Security As A Product

I am smiling as I write this, precisely because of the changing viewpoints, I have been having around this subject. The question is ‘Can Security Services be managed and sold as a Product?’ something that many clients/customers would like to have.

When I started, I would never have agreed that it is possible to sell it as a product. The service that we provide as assessments, reviews & pen-tests, not only figure the vulnerability that you may have in your systems, but also reflects the creativity of the person carrying out the assessment. While there are always issues that everyone/anyone can find, some of the issues are just your own and show your out of the box thinking, wit and timely execution in the right direction.

For example, a pen-test report can give you two types of findings – some, those can be automated and others that are more logical and need to be found manually. The second type is not generally automatize and is very context dependent in terms of exploitability and impact. Hence, I believed that Security can only be a service and not a product (Product gives you the same result always). It was like the question- Can machines replace us? The answer to which would be ‘NO’.

As I progressed however, I have seen the confusion clients face when getting different kinds of reports from the same (Services) company and the dangerous debate around ‘quality of Findings’. Let’s take the example of a salon.
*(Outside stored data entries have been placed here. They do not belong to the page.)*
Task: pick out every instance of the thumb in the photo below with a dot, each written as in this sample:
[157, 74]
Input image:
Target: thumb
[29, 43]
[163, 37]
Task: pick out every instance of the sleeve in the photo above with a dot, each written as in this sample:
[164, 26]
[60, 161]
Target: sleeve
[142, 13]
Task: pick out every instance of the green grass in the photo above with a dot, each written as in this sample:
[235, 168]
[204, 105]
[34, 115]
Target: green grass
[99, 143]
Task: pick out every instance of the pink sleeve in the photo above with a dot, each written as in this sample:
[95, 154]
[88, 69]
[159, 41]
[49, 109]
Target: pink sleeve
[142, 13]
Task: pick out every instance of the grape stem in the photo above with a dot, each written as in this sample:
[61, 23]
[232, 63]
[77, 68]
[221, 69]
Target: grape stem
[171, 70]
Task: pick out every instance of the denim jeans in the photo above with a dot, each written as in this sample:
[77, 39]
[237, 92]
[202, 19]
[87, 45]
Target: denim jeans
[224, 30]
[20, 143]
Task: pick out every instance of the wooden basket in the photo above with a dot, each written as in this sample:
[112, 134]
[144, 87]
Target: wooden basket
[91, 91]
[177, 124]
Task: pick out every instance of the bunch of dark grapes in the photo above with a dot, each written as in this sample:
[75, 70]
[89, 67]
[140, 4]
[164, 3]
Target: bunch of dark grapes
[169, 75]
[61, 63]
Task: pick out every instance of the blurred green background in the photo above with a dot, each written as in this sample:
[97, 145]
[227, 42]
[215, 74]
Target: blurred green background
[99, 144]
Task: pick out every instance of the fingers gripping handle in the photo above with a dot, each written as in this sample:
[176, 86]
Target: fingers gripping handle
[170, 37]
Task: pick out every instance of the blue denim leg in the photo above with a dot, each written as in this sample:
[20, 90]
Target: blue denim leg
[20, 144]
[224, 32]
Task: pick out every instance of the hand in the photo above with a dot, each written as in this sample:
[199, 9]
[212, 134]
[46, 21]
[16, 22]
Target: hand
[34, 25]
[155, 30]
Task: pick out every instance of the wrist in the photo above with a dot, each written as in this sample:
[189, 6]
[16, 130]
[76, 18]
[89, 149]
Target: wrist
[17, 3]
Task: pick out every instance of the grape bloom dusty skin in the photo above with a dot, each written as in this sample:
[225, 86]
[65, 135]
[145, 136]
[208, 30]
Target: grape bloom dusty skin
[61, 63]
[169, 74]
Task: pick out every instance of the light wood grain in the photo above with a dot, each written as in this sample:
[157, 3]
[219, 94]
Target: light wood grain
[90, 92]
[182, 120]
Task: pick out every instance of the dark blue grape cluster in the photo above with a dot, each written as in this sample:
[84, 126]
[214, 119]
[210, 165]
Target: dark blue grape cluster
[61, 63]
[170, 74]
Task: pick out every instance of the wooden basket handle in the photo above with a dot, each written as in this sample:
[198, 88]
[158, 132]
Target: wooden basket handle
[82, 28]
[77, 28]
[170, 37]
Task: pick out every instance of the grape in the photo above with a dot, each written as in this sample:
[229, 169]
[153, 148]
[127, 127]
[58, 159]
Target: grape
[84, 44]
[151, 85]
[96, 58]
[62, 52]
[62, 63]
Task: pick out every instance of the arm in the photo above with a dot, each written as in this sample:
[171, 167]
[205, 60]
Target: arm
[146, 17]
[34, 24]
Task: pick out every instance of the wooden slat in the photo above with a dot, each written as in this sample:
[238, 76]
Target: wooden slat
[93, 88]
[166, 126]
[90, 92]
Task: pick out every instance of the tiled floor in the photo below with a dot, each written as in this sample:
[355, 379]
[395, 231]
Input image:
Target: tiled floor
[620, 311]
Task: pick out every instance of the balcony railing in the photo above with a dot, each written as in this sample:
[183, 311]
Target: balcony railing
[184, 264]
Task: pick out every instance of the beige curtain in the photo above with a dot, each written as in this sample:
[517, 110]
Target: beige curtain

There are various stylists providing you the service of say hairCuts but you might prefer one(stylist) over the other. So, on one fine day, if your stylist isn’t available, would you still go there?

As a Services shop, we must ensure that this trust remains irrespective of some key consultants. That happens, when we start treating the team as the Offering rather than the individual. We need to understand the strength and weakness of each individual but also of the team in general. When you know that for individuals, you can cater to your client expectations better. While, when you know that for the team, you can drive bigger projects, ensure better innovation for your ‘security product’ and own the game in the long run.

This brings about the next question of maintaining standards, just like a product does. Can the service be approached as a checklist or will the output always vary?

Science Vs Art

Some level of consistency is necessary to maintain the standard of your service. To an extent this can be done with following some checklists. This is especially important when you have freshers/newcomers who are still learning but do represent your brand. If nothing else, it guarantees ‘Coverage’ when assessing complex systems.

You might have heard the ‘Is Pentesting/hacking a Science Vs Art?’ question before. Well, if it was only Science, it could be completely programmed. While some of it can and must be automated, beyond a certain point it definitely remains an Art. When the target system is sufficiently complex, the final painting by each one of us may be different. And this must be respected.

Timelines

Speaking of it realistically, for most of the engagements the duration is very less. But depending on the average speed and experience of the individual/team, how much you can offer within the time will vary. This is where correct estimations play an important role. You generally need to hit the sweet spot where you have just enough to explore, ensure coverage and focus on entry points that will yield. Hence, sometimes your targets could be very few and need a thorough turning around ‘Vs’ times when you have hundreds of thousands of nodes, where you will have to pick your battles wisely. Optimization is the key.

Team Size

If assessments are your product, quantity is not equal to speed, i.e. a bigger team working on an engagement does not necessarily mean the overall time required will linearly reduce. Also, a bigger team may deliver better quality than individual, but not necessarily the best (if standards are what we are talking about). Simply put, it’s a good idea to go with a bigger team when the target is ‘bigger’ or complex, but a pair might be good for lean targets. Needless to say that when working in teams, coordination is the key, so you get a qualitative whole (as output).

Exposure/Receptiveness

When selling security services to deliver the standards of a product, we need to constantly ensure we are better than programs and/or tools. This is parts comes from our exposure to various systems, domains, types of environments and varying limits of how far you can go in the engagement. For example, you may have done a large red teaming engagement where sky was the limit, but the experience of performing a ‘safe (pen)testing’ on a critical server only comes from all the Faux Pas you have seen and done (or not done). Also, the more you are receptive as a team, the more you can apply from what others have done, both within and without.

Research & Innovation

‘Creative individuals’ may not be necessary to maintain standards or even deliver Security as a Product, but they are important for growth. Security research has enhanced multi fold in the last few years and with the pace of tech, there is hardly any limit to what you can offer to your clients. But few companies happen to do that. Some good ones (esp. those who come with the baggage of having delivered excellence) avoid it, for the fear of not being the best when they start. Paradox, isn’t it?

Being Open

The world of technology is changing, very fast. Whether it be security services or products, it will survive only if it is solving real world problems. To thrive, though, we need much more than that: be empathetic to your clients (more so because they are the ones who hold the bull by the horns, not you), work as a team (there is something every member has to offer) and know the possibilities way more than your limitations.